Tonight, she had every love of her life standing there around her. Her mother, who she loved and despaired of, fought against and wanted so desperately to please. Ty, who she still loved, so hard and so deep there should be a different word for it, especially when it couldn’t possibly work out between them. And Jack, her bright and shining joy, whose presence on this earth made her life make a different kind of sense than it ever had before. She wanted to cry, because it was hard, and worse, because she could never protect him from things like this.

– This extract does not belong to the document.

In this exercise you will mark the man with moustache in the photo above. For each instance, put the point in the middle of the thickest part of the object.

Love and all the damage it did. All the ways it hurt.
And how pointless life would be without it.
Jack would grow up and learn all the ways there were to hurt himself. She would have to watch him do it. She would have to let him go.
Letting go, over and over again, was all love ever demanded of her. It was such a tiny thing, and it was the whole world, and Hannah was terrible at it. More than terrible. As this whole mess proved.
Ty was staring at her, frozen solid, a perfectly blank look on his face. She didn’t need to hear the murmuring from behind him. She didn’t need to feel her mother’s impatience at her back.
She felt her own guilt just fine.
“And this is Jack,” she said to Ty. As if they were alone and she’d done this the right way while she’d had the chance. If only she’d done this the right way … but she hadn’t. “I was trying to tell you about him. He’s your son.”